頭がそこに行けって言っていて体も自然とそこに行く。
たどり着いた先は、特攻によって戦死した方々の写真が展示されているブース。
そしてある人の写真の前で立ち止まった。
【満田要】
この人の写真だけ光って見えた。
それと同時にひどい頭痛とめまいがした。
『……あの場所でキミを待ってる』
「……誰?」
あの場所ってどこ?あなたは誰なの?
もっと声を聞きたいのに耳鳴りで全然聞こえない。
見えたのは桜が道一面に咲いてる場所。
「ちょ、瀬那?大丈夫?どうした?頭痛い?」
「……奏、桜が一列で咲いてるところって知ってる?」
「え?東京だったら目黒が有名だと思うけど……って本当どうしたのよ」
「なんか聞こえたの。
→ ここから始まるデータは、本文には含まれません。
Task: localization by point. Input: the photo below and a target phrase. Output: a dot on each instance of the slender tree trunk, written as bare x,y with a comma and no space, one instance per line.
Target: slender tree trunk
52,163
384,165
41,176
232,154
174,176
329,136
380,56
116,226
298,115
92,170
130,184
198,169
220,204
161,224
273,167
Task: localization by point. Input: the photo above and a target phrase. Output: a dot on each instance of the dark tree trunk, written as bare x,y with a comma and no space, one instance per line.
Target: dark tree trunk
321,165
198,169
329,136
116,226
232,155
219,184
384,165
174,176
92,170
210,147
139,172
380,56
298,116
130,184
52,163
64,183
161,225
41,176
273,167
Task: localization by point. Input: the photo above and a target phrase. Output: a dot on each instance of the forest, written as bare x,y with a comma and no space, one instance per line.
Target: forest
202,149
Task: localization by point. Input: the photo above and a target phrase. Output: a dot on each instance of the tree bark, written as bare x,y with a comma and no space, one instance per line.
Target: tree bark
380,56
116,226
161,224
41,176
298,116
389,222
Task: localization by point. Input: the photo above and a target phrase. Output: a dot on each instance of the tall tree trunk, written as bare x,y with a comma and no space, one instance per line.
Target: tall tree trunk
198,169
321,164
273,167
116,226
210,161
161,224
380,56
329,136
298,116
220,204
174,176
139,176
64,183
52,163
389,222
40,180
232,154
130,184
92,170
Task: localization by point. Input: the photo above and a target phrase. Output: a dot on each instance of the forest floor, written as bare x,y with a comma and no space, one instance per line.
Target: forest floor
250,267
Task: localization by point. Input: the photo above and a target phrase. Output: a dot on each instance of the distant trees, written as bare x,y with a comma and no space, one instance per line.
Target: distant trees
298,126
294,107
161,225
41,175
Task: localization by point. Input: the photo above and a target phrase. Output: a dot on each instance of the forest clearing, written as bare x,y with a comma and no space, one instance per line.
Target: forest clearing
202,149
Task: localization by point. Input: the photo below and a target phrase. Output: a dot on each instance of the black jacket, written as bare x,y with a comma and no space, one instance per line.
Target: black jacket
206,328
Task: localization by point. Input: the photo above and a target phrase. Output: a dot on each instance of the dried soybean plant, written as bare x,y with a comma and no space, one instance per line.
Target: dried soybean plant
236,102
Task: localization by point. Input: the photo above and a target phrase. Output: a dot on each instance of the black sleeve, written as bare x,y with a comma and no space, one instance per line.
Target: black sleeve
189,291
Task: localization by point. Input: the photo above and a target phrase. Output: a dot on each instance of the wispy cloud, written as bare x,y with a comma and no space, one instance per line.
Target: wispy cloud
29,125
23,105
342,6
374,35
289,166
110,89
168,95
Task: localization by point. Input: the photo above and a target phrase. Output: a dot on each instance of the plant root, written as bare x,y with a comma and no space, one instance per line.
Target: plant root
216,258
私を待ってるって。桜が一面に広がってて、それ以外は耳鳴りがひどくて聞こえなくて……」
「ねぇ、瀬那の本家ってどこ?」
「うちらの地元。いわきだよ」(※福島県いわき市)
「そしたらもしかしてさ、富岡の桜道じゃない?」
「富岡?富岡に桜なんてあったっけ?」
そこは私の実家からは1時間ほどかかる隣町だったが本家からは2,30分ほどの距離の場所だった。
「めっちゃ有名じゃん!瀬那行ったことない感じ?」
「んー、記憶にないから無いんじゃないかな」
「そっか、、、、じゃあ明日いこっか、一緒に。うち有給とれるように上に言っとくよ。瀬那のそんな姿みてたらただ事じゃないもんね?」
あぁ、本当に友達に恵まれたな。
「奏、ありがとう」
「いいってことよ!学生時代は私が助けてもらってたしねぇ^^」
……そんなことあったっけ?
記憶にないが、、、
「どーせ覚えてないって顔でしょ?いいよそれで笑」
「いつかちゃんとお礼言わせてね^^」
「…(ニコッ)」
私は笑い返すことしかできなかった。
「じゃあとりあえず今日は帰ろっか!明日からの荷造りしないとね!あ!お母さんに帰るって連絡しとこーっと!」
【満田要】か、、、
かなめ、、
一体誰なんだろう、、、
この物語は一部歴史の実話を含むフィクションです。
歴史上の出来事以外の登場人物や場所は一切関係はございません。